For simply trying to restore basic fairness and sanity to regulation, Pruitt has become the whipping boy of the Sierra Club. Armendariz and company can’t rest until a more skittish Republican replaces him. The liberal media, still desperate to oust Pruitt, is pushing the trollish propaganda that he is too ethically scarred to serve as an “effective” EPA head, as if the Maggie Habermans toss and turn at night worrying about who could “push through Trump’s agenda” (the subject of one her recent palace-gossip articles).
No, what’s driving all this propaganda is the hope that the next EPA head will pull his punches lest he receive similar treatment.

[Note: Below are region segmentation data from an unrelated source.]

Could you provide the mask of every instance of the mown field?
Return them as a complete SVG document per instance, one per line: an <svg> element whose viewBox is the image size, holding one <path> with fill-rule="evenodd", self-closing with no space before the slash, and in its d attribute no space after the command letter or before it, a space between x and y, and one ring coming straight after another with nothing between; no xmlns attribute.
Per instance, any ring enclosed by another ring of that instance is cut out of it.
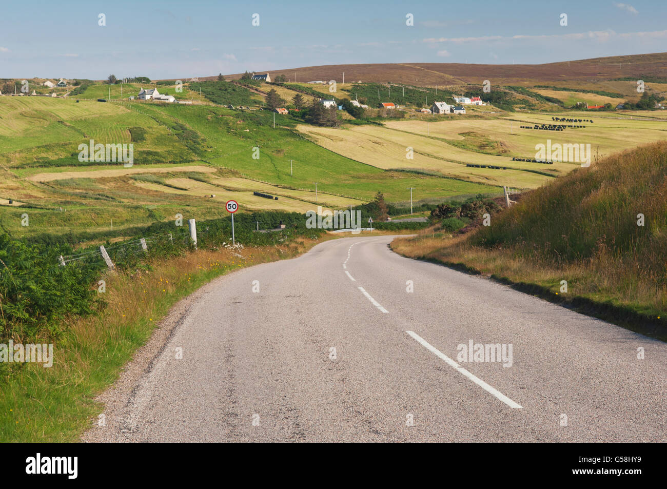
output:
<svg viewBox="0 0 667 489"><path fill-rule="evenodd" d="M259 84L251 90L228 82L209 84L240 89L255 107L261 105L260 93L275 86ZM125 85L123 95L131 86ZM357 84L344 86L353 87L358 88ZM286 99L296 93L279 88ZM91 85L87 92L96 97L108 89L109 85ZM119 91L119 86L111 89ZM164 91L163 87L159 89ZM410 91L408 95L416 96ZM0 203L7 205L0 207L0 226L19 237L108 230L112 221L115 229L121 229L176 213L212 218L225 215L224 202L231 198L239 201L242 211L305 211L318 204L331 208L360 205L378 191L388 201L405 203L411 187L416 201L498 195L504 185L534 188L579 166L512 161L512 157L534 157L536 145L548 139L590 143L601 157L667 136L666 116L660 111L554 113L594 121L585 129L554 133L520 127L550 123L550 113L506 113L489 106L470 109L466 116L413 117L415 114L408 113L402 120L380 119L382 125L339 128L276 115L274 128L269 111L2 97ZM78 145L91 139L131 143L133 167L125 168L118 161L79 161ZM412 159L406 157L409 147ZM255 191L279 198L257 197ZM9 205L9 199L14 205ZM21 225L21 215L26 212L28 226Z"/></svg>
<svg viewBox="0 0 667 489"><path fill-rule="evenodd" d="M0 226L17 237L129 228L176 213L213 218L225 215L230 198L242 211L302 212L359 205L378 191L405 201L410 187L418 189L416 200L499 191L346 158L295 133L289 117L278 116L274 129L267 111L3 97L0 117L0 203L23 204L0 207ZM90 139L132 143L133 167L79 161L78 145Z"/></svg>

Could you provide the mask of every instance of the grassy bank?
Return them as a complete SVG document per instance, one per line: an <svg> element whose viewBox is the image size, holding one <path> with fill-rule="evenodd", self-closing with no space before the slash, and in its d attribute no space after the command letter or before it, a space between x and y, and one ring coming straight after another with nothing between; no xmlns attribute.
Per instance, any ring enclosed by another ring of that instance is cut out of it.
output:
<svg viewBox="0 0 667 489"><path fill-rule="evenodd" d="M454 236L425 230L392 248L665 340L666 195L667 143L660 142L575 170L494 215L489 226Z"/></svg>
<svg viewBox="0 0 667 489"><path fill-rule="evenodd" d="M106 307L98 315L67 320L65 332L53 341L52 367L13 364L3 372L0 441L77 440L91 418L102 412L95 397L115 380L179 300L215 277L293 258L331 237L297 237L240 250L200 250L150 262L143 270L107 274Z"/></svg>

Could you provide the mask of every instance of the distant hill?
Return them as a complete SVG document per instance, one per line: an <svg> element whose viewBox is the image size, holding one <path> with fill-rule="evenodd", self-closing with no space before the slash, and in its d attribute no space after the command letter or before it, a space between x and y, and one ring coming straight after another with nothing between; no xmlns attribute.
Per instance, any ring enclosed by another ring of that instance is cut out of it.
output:
<svg viewBox="0 0 667 489"><path fill-rule="evenodd" d="M619 63L620 63L619 65ZM325 65L270 70L272 78L284 75L293 81L335 79L405 83L420 86L482 83L494 85L539 81L579 83L602 81L638 76L654 77L667 81L667 53L612 56L542 65L486 65L460 63L396 63L354 65ZM227 79L241 73L225 75ZM199 79L213 79L215 76Z"/></svg>

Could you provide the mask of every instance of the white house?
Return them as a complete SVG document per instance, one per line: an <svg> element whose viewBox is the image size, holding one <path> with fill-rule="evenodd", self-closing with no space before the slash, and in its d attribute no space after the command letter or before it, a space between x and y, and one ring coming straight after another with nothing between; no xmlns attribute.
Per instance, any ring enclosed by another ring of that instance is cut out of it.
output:
<svg viewBox="0 0 667 489"><path fill-rule="evenodd" d="M259 81L266 81L267 83L271 83L271 77L269 76L269 73L265 73L262 75L253 75L252 79L253 80L259 80Z"/></svg>
<svg viewBox="0 0 667 489"><path fill-rule="evenodd" d="M156 96L159 97L159 95L160 93L157 91L157 88L151 88L149 90L142 88L141 91L139 92L139 99L150 100Z"/></svg>
<svg viewBox="0 0 667 489"><path fill-rule="evenodd" d="M159 102L173 102L176 101L176 99L174 98L173 95L153 95L153 99L157 100Z"/></svg>
<svg viewBox="0 0 667 489"><path fill-rule="evenodd" d="M452 105L446 102L434 102L431 110L434 114L448 114L451 112Z"/></svg>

“If Pruitt is forced out, it’s not clear whether the Senate would confirm a similarly hard-charging advocate of industry,” acknowledged Politico. “Even if Pruitt stays, it’s not clear that he’ll succeed in rolling back rules, much less breathing new life into the coal industry. But he’ll still have the power to act through omission, to make change by not doing things another EPA leader might be inclined to do. There’s already evidence that he’s easing enforcement of existing environmental protections, and he certainly isn’t pushing for new protections. And the climate emergency is not going away just because the Trump administration has decided not to deal with it; even if Pruitt fails to create toothless carbon rules that provide lasting protection to the coal industry and other major contributors to global warming, he can protect the coal industry through inaction now.”
The anti-business left recognizes the danger that an EPA head who uses his discretionary powers unapologetically poses to its agenda. The Armendariz crowd wants someone new they can push around — a flaccid Republican who will hesitate before using those discretionary powers and sit on his hands as they get back to crucifying business.